Review: Parking Pal
Here's one of those applications that's practical without screaming out that it's a 'must have' when you stumble over it in the Marketplace. Parking Pal UK will help you find a car park anywhere in the British Isles, along with details on the cost, capacity, and in some cases provide you real time information on how many free spaces are available.
Version Reviewed: 22.214.171.124
Applications like this are only as useful as the data that is available, and while some details are easy to capture once and remain useful (such as the location of a car park), other details may or may not be as accurate - the application notes that its database will try to update around 90% of the car parks each year - so be aware it may not be as up to date as possible with details such as the cost of parking at a location and the capacity of the car park.
Even with those caveats, Parking Pal is a great utility. Open the app and you'll be presented with a rather familiar looking map, except now when you scroll around you'll have some incredibly helpful "P" and "P-Free" signs overlaid on the display. Tap on any of these and you'll be given the main details of the car park (cost and size being the most important, at least to me). You can keep looking around, either by scrolling the map or switching to a list view of the nearby car parks, which includes the distance to the car park (as the crow flies) from your present location.

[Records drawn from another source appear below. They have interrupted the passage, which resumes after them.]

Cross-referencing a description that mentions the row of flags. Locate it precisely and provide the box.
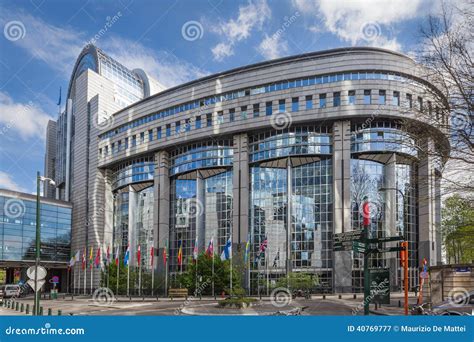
[69,237,274,270]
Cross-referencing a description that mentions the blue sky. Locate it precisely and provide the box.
[0,0,440,192]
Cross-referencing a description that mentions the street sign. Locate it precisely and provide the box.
[367,236,405,243]
[333,230,362,242]
[26,266,48,280]
[26,279,46,291]
[369,268,390,304]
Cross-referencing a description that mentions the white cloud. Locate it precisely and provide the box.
[257,35,288,59]
[99,37,208,87]
[0,171,27,192]
[0,9,84,74]
[211,0,271,61]
[0,10,207,87]
[0,91,53,140]
[293,0,431,50]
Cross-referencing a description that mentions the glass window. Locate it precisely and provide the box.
[291,97,300,112]
[278,99,286,113]
[253,103,260,118]
[240,106,247,120]
[217,111,224,125]
[379,90,387,105]
[364,89,372,104]
[332,91,341,107]
[265,101,273,116]
[407,94,413,108]
[305,95,313,109]
[418,96,423,112]
[348,90,355,105]
[175,121,181,134]
[194,115,201,129]
[319,94,326,108]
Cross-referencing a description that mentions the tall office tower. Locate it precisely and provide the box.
[47,45,164,288]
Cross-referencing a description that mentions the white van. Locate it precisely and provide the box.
[0,285,20,298]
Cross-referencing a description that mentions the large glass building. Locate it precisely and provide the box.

Found your car park? Then hit the direction arrow in the bottom menu bar, and you'll be given directions to the car park entrance. The app hands over this function to the main Windows Phone maps application - so it's Bing Maps and the route planner built into Microsoft's code. While the Settings dialog does have an option to use Bing Maps or Google Maps, it doesn't seem to make a lot of difference to the map you are presented with on the screen. I'm still going to congratulate Parking Pal on using deep linking and resources on Windows Phone to create a seamless experience between this app, the car park data, and the mapping/routing app on the handset.
...even if I'm looking for Nokia Drive in the settings to use that. It's not there, which is a shame and I hope that's corrected in the next version.
Parking Pal's use of a live tile is a nice bit of thinking. It's almost a temporary tile you use while your car is parked. Once you are in a car park, hit the reminder and you'll be offered a number of options to set, from the level and location of your car (so you can find it again) to a timer saying how much money is left on the ticket (and the app will even set a reminder alarm through the built-in Alarms app) before the app generates a Live Tile with the expiry time on one side, and 'where you parked' on the flip side.
Pop this on your start screen coupled with the glance and go nature of the Windows Phone UI, and you have a winner. Perhaps the only issue here is that a new tile is always at the bottom of the screen so you will likely need to move or scroll the tile, but it's there and it works. That's the important thing.
For the commuter, Parking Pal is worth a quick look to see if your favourite car park is part of the real time information flow that is available for some car parks (unfortunately none of the car parks in Edinburgh have this available, but a quick glance at London shows a number of them in operation). Parking Pal's strength is for the touring Windows Phone user. Be it for work or leisure, if you're bouncing around the country then this is a good tool to have squirreled away on your phone.
And it costs less than an hour of parking at any major car park in the city.